BERLINO, 12 FEB – Dopo gli encomiabili primi due film in concorso del 72° Festival Internazionale di Berlino ci sono stati un susseguirsi di film che, anche se molto sinceri e onesti, non hanno avuto un grande impatto tra il pubblico e le critiche presenti.
Il migliore di tutti è stato senza dubbio “Avec amor et acharnement” della veterana regista francese Claire Denis che racconta la tempestosa relazione tra una donna, confermata presentatrice di un programma culturale radiofonico, il suo attuale marito e il suo ex compagno, amici tra loro.
La trama è soprattutto l’occasione per due grandi interpreti del cinema francese come Juliette Binoche e Vincent Lindon, per la prima volta insieme sullo schermo. Il film si misura in un duello verbale, con la complicità claustrofobica dell’arredamento quasi unico: l’appartamento in cui vivono. Con l’aggiunta di primi e primissimi piani estremi, che fa quasi rivivere in un certo qual modo la celeberrima serie di Ingmar Bergman, “Scene di un matrimonio”. Le immagini assumono una grande forza e il rapporto tra i protagonisti si deteriora nelle le due ore e passa della pellicola. Il tema dell’amore però non è l’unico. La Denis attraverso una sottotrama cerca di rappresentare, un altro tema molto attuale in Francia, ovvero come la presunta supremazia bianca, sempre più messa in discussione, si relazione alla realtà del paese in questo momento storico.
Altre due donne hanno condiviso il programma di questi due giorni, l’indonesiana Kamila Andini con “Nana”, ambientato negli anni violenti del l’indipendenza del paese dalla dominazione olandese e la svizzera Ursula Meier con “La ligne”, su un rapporto tempestoso tra madre e figlia.

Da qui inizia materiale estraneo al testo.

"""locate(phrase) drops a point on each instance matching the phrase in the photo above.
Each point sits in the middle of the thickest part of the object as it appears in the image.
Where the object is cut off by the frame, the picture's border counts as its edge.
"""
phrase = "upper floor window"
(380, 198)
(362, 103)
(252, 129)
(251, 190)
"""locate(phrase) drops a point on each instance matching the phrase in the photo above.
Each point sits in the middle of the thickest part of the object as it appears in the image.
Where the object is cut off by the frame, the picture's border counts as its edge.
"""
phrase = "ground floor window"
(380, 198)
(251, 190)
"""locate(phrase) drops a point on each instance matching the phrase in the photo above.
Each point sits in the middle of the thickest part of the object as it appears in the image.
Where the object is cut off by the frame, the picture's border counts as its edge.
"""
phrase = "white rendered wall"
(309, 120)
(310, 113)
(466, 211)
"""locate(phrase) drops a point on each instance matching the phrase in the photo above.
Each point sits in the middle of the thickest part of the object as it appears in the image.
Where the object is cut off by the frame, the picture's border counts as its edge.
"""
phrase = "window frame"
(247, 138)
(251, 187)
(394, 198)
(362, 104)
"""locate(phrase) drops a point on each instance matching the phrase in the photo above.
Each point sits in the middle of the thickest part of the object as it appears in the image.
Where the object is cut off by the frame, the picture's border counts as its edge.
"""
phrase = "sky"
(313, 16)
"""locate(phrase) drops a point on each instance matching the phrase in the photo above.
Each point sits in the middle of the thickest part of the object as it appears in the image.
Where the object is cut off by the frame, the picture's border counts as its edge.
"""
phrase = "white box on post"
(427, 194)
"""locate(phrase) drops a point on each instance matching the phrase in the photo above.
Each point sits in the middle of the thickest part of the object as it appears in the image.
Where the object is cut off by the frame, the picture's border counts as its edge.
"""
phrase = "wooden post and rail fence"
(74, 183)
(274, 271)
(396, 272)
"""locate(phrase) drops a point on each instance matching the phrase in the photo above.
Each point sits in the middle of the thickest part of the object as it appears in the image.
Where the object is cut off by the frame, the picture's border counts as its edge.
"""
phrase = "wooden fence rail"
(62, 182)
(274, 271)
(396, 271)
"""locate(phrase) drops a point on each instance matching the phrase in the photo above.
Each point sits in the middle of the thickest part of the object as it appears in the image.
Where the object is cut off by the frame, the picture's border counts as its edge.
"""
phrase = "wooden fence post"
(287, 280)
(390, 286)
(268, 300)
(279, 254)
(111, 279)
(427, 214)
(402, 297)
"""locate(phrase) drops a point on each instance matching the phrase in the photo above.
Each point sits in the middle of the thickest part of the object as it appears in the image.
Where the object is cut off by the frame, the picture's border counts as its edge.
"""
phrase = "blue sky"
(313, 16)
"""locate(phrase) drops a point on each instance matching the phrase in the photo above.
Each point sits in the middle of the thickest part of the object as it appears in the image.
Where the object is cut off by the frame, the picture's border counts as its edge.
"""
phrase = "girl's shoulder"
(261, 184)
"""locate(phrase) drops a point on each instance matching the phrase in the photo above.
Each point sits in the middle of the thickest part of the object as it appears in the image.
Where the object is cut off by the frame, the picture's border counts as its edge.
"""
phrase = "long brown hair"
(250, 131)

“Nana” è un accattivante omaggio alla bellezza della sua protagonista, Felice Salma, che dopo 15 anni di tranquillo matrimonio con un vecchio industriale, un uomo che gli ha dato sicurezza e tre figli, scopre che il suo primo marito, di cui è ancora innamorata, non è morto, il che la costringerà ad affrontare una nuova vita.
Ma tra paesaggi onirici, abiti in tessuto pregiati e musica evocativa, il film si accontenta di diventare una semplice telenovela di raffinata eleganza.
Ursula Meier torna al festival che l’ha premiata dieci anni fa con l’orso argento per la migliore regia per “Sister”, con questo duello generazionale tra una madre inadeguata (Valeria Bruni Tedeschi) e una figlia isterica e violenta (Stéphanie Blnachoud, a cui partecipa anche come autrice ai dialoghi).
L’argomento rimane un po’ superficiale e infatti la Meier ricorre alla qualità delle sue attrici senza però riuscire a impressionare il pubblico.